Our good friends, just up the road at the Ride Studio Cafe, have developed a tradition. When the first snow flies, they flock together and ride. In the cold weeks at the beginning of winter, their social media feed comes alive with messages parsing the forecast, weighing the likelihood of snow. The first flakes seldom fall in measurable inches. The season usually eases us in with a charming threadbare blanket.
Your forget what this is like, the downy, white floating down, your tires crunching over the white crust, everyone peering around at each other, smiling. The snow gets caught in your hair and sometimes in your eyelashes and on the tip of your nose. Traction, you find, is not too challenging. You go slowly, but not so slowly that a broad grin doesn’t affix itself and linger.
There is a real value in this tradition, we think. Winter can be chastening for cyclists. Many will hang their bike in the rafters and pull it down again in the spring. This seems a shame, though we understand that colder temperatures aren’t for everyone.
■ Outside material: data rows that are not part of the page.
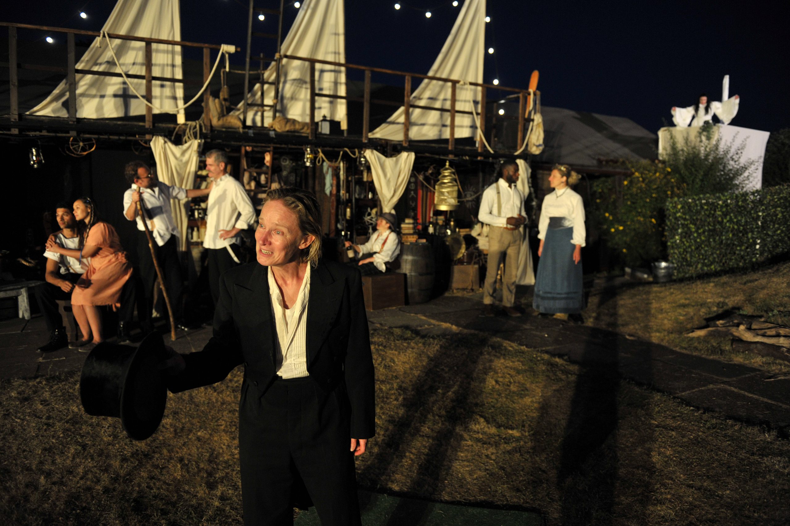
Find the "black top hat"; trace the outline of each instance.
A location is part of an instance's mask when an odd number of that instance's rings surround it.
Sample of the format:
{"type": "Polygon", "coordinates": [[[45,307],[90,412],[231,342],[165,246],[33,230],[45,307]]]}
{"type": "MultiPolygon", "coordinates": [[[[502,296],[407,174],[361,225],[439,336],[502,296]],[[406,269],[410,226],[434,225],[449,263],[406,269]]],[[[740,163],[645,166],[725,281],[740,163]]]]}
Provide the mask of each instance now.
{"type": "Polygon", "coordinates": [[[164,414],[167,389],[158,365],[167,358],[158,332],[149,334],[137,348],[100,343],[82,366],[82,407],[92,416],[120,417],[130,438],[145,440],[164,414]]]}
The bike is an ideal way to see the beauty that is all around us. The bike will take us places our feet might be more reluctant to go. We can cover more ground on two wheels.
And all the places we’ve ridden during the year are changed. The leaves are down and the winter birds flit from naked branch to naked branch. Browns hue into the picture, the tall grasses gone rusty as their roots burrow for warmth.
The best way to ride through a New England winter is to begin at the beginning, and then go on from there. The first snow, like a season starting over, just outside our doors.